Koalicja Nowego Frontu Ludowego (NPF), która zdobyła najwięcej miejsc w Zgromadzeniu Narodowym w tegorocznych wyborach parlamentarnych, ale nie na tyle dużo, by uzyskać większość, ogłosiła tę decyzję na początku tego miesiąca, po tym jak Macron zignorował jej kandydatkę na premiera, Lucie Castets.

Zamiast tego mianował byłego komisarza UE Michela Barniera, z prawicowej partii Les Républicains, która ma tylko 61 z 577 miejsc w Zgromadzeniu Narodowym.

Ponad 80 ustawodawców NPF podpisało propozycję, spełniając konstytucyjny wymóg uzyskania poparcia co najmniej 10% 577 członków parlamentu. W poniedziałek petycja NPF została zatwierdzona głosami 12-10 w Biurze Zgromadzenia Narodowego, organie zarządzającym parlamentem.

„Świetna wiadomość” Jean-Luc Mélenchon, lider największego partnera koalicyjnego, France Unbowed (LFI), powiedział na X. „Odrzucenie wyniku powszechnego głosowania nie pozostanie bez konsekwencji dla Macrona”.

Petycja trafia teraz do Komisji Prawnej, gdzie będzie musiała zostać rozpatrzona. Zgromadzenie jest zobowiązane umieścić ją w porządku obrad w ciągu dwóch tygodni od zakończenia prac komisji, kiedykolwiek to nastąpi.




Jak zauważają francuskie media, jeśli rezolucja trafi do porządku obrad parlamentu, będzie to pierwszy raz w historii Piątej Republiki, gdy Zgromadzenie Narodowe będzie dyskutować o odwołaniu głowy państwa.

Postawienie Macrona w stan oskarżenia wymagałoby dwóch trzecich głosów w Zgromadzeniu Narodowym, czyli 385 członków. Jednak cała opozycja razem ma tylko 364 miejsca. Jeśli w jakiś sposób zostanie zatwierdzona, rezolucja trafi do Senatu, gdzie będzie wymagała 232 głosów.

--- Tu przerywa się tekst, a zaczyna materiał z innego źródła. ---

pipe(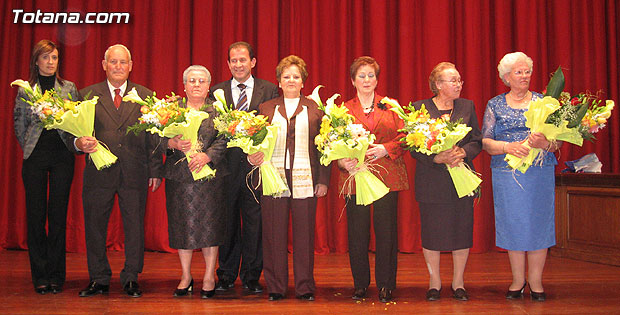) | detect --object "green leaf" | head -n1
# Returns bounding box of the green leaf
[545,67,564,99]
[566,103,588,128]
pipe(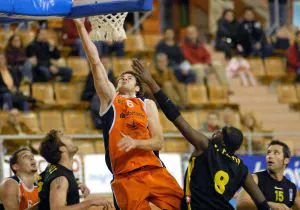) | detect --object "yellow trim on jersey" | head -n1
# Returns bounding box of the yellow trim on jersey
[185,157,196,210]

Macron zawarł taktyczny sojusz z NPF w drugiej turze wyborów parlamentarnych w lipcu, kiedy wydawało się, że prawicowo-populistyczny Narodowy Zjazd (RN) może zwyciężyć. W rezultacie NPF zajął pierwsze miejsce ze 180 miejscami, a następnie blok Macrona ze 159, podczas gdy liczba ustawodawców RN została zredukowana do 142. Republikanie (LR), którzy podzielili się w kwestii poparcia dla RN, zdobyli tylko 39 miejsc.

Prezydent początkowo zdecydował się pozostawić Gabriela Attala na stanowisku premiera na czas określony, zanim 5 września mianował na to stanowisko Michela Barniera z LR.